Dazu addieren sich aber noch die Schulden für die Reisepässe. Ein moldawischer Pass kostet 500 Euro und ist nur fünf Jahre gültig. Wenn man ihn nicht rechtzeitig verlängert, kommt noch eine Strafe hinzu. Ich habe die Pässe damals auf Drängen meines inzwischen geschiedenen Mannes beantragt.

Wegen der deutschen Geschichte – mein Vater hat im Krieg alle Verwandten verloren – wollte ich eigentlich niemals hierher. Doch mein Ex-Mann wollte es wegen der Zukunft der Kinder. Nun ja, sicherlich war es richtig. Aber solange ich auch diese Schulden nicht beglichen habe und damit aus der moldawischen Staatsbürgerschaft entlassen werde, kann ich auch die deutsche nicht beantragen und unterstehe weiter der Ausländerbehörde. Ein Teufelskreis.

Kater Damit mir die Decke nicht auf den Kopf fällt, bin ich eigentlich Tag für Tag unterwegs. Mein Perser Schnurr ist somit viel allein.
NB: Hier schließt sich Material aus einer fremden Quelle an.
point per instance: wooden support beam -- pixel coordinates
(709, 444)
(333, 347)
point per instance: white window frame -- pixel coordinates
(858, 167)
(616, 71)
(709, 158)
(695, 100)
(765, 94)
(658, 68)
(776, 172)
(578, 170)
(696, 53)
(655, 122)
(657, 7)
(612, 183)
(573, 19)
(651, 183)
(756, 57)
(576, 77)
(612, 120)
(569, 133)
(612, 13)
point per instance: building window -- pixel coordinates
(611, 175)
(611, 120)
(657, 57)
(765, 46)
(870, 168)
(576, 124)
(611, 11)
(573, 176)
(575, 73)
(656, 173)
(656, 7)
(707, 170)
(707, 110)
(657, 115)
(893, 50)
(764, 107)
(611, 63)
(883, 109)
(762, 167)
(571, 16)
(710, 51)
Ich will mit meinem Handeln auch das Vermächtnis meines Sohnes erfüllen.

Ich betreue Kinder- und Jugendgruppen, sei es bei der Caritas, im Frauenhaus oder im Jugendtreff. Ich spiele mit ihnen und erzähle über das Judentum, den Glauben, die Faszination. Ich sammle Spenden für Kinder, sei es Spielzeug oder Kleidung, Nahrung oder Literatur. Mir ist es wichtig, etwas Gutes zu tun, ohne groß darüber zu reden. Man muss es einfach tun.
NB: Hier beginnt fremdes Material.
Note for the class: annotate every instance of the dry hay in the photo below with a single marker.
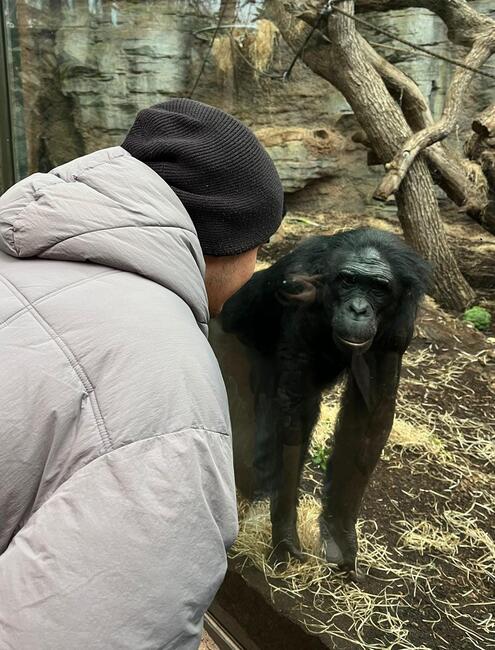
(447, 445)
Und dann werde ich über das Arbeitsamt immer wieder mal tageweise als Dolmetscherin vermittelt. Ich spreche ja vier Sprachen: neben Russisch und Englisch auch Rumänisch, was in Moldawien die Verwaltungssprache ist. Leider konnte ich in dieser Nische keinen Job finden.

Ich habe mich selbst auf Stellen im Pflegebereich beworben: 400, vielleicht auch 500 Bewerbungen sind da über die Jahre zusammengekommen. Heute bin ich 53. Bei meiner Ankunft habe ich noch fest geglaubt, dass ich eine Arbeit finde. Aber man hat keine Chance.

Es ist insgesamt ein ruhiges Leben, das ich führe. Ich schaue wenig fern, es kommen doch vor allem Soaps und Krimis. Ich lese viel. In der Bibliothek lachen sie schon und sagen, ich hätte doch schon jedes Buch ausgeliehen. Den eigentlichen Halt aber finde ich in der Religion.

Manchmal, wenn ich einen Regenbogen sehe, dann denke ich an meinen Shimon. Ich habe ihn früher immer angerufen und gesagt, er soll schnell aus dem Fenster schauen, die Farben sind so toll. Als er nicht mehr lebte, habe ich die leuchtenden Farben lange Zeit nicht gesehen. Im Russischen heißt Regenbogen »Raduga«. Sich zu freuen heißt »radowatzja«. Das klingt ähnlich. Und tatsächlich: Ich sehe wieder den Regenbogen und beginne, mich zu freuen.